Sementara itu, Kepala Seksi Penerangan Hukum (Kasi Penkum) Kejati Maluku, Wahyudi Kareba, mengatakan, dalam proses penyelidikan kasus tersebut, penyelidik belum menemukan fakta-fakta yang mengarah ke perbuatan pidananya.
“Belum ditemukan indikasi penyimpangan. Kalau nanti ditemukan fakta baru, maka tidak menutup kemungkinan akan ditindaklanjuti. Intinya belum ditemukan perbuatan pidananya,” papar Wahyudi.
Sebelumnya, Sekretaris Badan Koordinasi Daerah (Bakorda) Persaudaraan Pemuda Etnis Nusantara (PENA) Kabupaten SBT, Rahman Rumuar, menduga ada oknum pejabat daerah yang terlibat dalam penjualan tanah di kawasan transmigrasi tersebut.

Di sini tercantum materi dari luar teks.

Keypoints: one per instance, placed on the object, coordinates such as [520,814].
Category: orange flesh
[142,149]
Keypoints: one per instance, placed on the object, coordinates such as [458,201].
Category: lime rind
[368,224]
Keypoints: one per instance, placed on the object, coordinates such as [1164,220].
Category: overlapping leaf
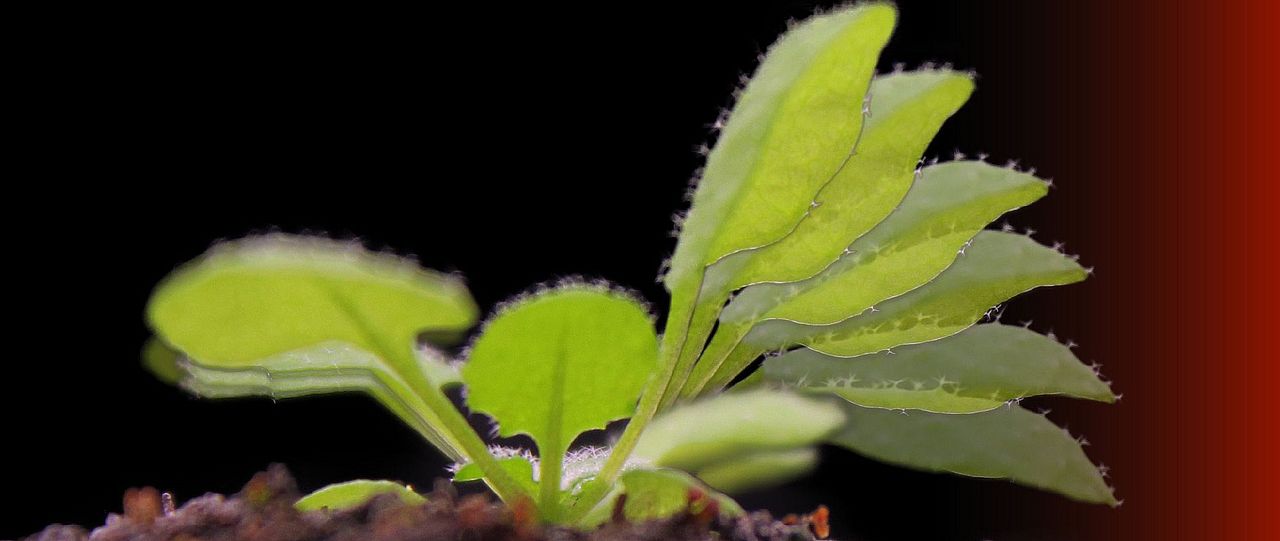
[730,426]
[319,315]
[795,124]
[976,370]
[945,209]
[995,267]
[558,363]
[1005,443]
[906,110]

Pasalnya, Polres SBT maupun Kejaksaan Negeri (Kejari) SBT yang sejak awal menangani kasus ini, tak kunjung menuntaskan kasusnya. Padahal, terlapor dalam kasus ini hanya seorang tokoh masyarakat Negeri Banggoi, Tofilus Henlau.
“Awalnya masyarakat Negeri Hote melaporkan kasus penjualan lahan ini ke Polres SBT pada September 2021, namun kasusnya dihentikan. Kemudian kasus ini dilaporkan ke Kejari SBT, namun tak kunjung ada perkembangan hingga akhirnya kasusnya diambil alih oleh Kejati Maluku. Artinya, ada oknum dibelakang terlapor Tofilus Henlau itu,” bebernya. (RIO)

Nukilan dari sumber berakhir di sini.